Regardless of the format or associated equipment, however, David is first a music-lover. While he thinks that high-quality components can certainly help the listener get closer to the music, and while he believes in the importance of fine-tuning a system using the right cables and intelligent speaker placement, he says he has no problem enjoying his favorite tunes no matter what they're played on.

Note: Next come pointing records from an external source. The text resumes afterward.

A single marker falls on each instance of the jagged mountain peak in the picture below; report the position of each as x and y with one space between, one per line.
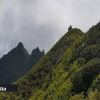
20 45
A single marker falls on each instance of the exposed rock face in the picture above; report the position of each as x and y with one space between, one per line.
12 65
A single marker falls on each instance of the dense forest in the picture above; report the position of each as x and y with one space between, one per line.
69 71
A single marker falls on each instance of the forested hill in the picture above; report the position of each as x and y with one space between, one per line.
69 71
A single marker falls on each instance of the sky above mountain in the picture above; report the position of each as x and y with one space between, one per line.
42 22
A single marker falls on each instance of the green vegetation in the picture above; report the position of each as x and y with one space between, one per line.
69 71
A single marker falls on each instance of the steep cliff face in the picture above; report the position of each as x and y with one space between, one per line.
69 71
13 65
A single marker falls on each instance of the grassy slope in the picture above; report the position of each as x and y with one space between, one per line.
49 79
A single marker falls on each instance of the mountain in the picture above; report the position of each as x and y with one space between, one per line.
69 71
13 65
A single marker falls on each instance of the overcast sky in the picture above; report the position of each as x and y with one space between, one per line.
42 22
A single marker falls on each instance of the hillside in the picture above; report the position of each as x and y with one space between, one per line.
17 63
69 71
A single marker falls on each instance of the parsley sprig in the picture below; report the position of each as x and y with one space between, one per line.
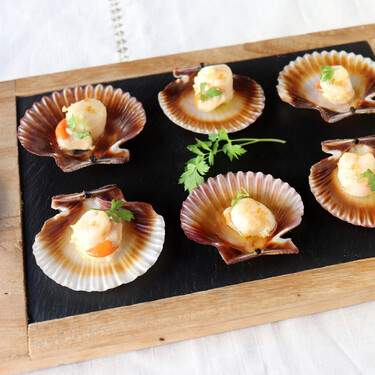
240 195
115 213
326 73
370 175
210 93
206 151
77 132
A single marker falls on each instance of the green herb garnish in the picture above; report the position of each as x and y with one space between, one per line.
239 196
77 132
206 151
327 72
115 213
370 175
210 93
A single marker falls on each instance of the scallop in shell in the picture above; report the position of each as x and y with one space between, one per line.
125 119
203 221
141 245
177 102
297 84
329 192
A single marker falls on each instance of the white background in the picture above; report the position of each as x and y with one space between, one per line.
46 36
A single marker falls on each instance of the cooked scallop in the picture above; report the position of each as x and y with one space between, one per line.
254 226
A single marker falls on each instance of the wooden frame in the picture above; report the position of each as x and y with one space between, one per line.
26 346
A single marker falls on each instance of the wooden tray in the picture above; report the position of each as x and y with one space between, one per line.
30 346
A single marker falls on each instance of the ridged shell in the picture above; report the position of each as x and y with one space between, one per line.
141 246
298 80
202 215
177 102
327 188
125 119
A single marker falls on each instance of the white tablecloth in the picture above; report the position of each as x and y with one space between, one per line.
47 36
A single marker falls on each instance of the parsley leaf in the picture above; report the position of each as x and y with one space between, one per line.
239 196
206 151
77 132
115 213
326 73
370 175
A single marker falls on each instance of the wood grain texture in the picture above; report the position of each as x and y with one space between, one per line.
13 319
106 73
154 323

David has had a lot of geara lotand owns a collection of over 1300 vinyl records. When I asked him what his dream system might consist of, he admitted that his preferences are still evolving, and he offered the following list:
Klipsch Cornwalls with the Bob Crites Mods
New Large Advents
Mcintosh MC275's bridged mono
Magnavox 8802 (I have one currently under restoration)
pair of Eico HF20's
ARC Ref III preamp
some sort of ultra-clean audio distribution amp for my tape decks
Teac Model 1 for "lower Fi" source switching
Hacked JVC 4DD-5 CD-4 demodulator. I bypassed the filters in it and it is the finest sounding phono stage I have heard, but then again, I have not heard anything new and high end.
I'd like to hear a Hagerman phono pre, also...
Technics SP10 w/ SME 3009
Elac 50H (this thing has serious PRaT and I can listen to it for hours)

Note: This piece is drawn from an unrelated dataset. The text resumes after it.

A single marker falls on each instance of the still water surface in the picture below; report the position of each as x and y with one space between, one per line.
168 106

Some vintage high end Idler, like a Lenco L75, Rek O Kut B12H, Garrard 301, etc.
Audio Technica AT15S
Akai GX912 (cassette)
Tascam 122mk3 (cassette)
Ampex 350-2T (with the original tube electronics)
Teac 3340 (original version, IMO it sounds the best out of a A3340S, 3340S, and 3340)
Scott 350, Modded Kenwood KT-7500 (I have both. The Scott is DOA at the moment; The Kenny is stock.)
VPI 16.5 record-cleaning machine
Sheesh! Pretty impressive list, huh?
When it comes to recording, David believes in using as few microphones as possible, and likes to capture as much as he can in just one take.
What aspects of the listening experience are most important to David? It depends, he says, on the recording, the source components, his mood, and sometimes even the time of day.
"I do like using speakers, phono cartridges, and reel-to-reel decks as my tone controls, and having everything else be as neutral as possible. So, no, neutrality is not a major issue, so long as I like how it sounds. And realism, or at least good soundstaging and tonal balance, are key to bringing out an emotional response."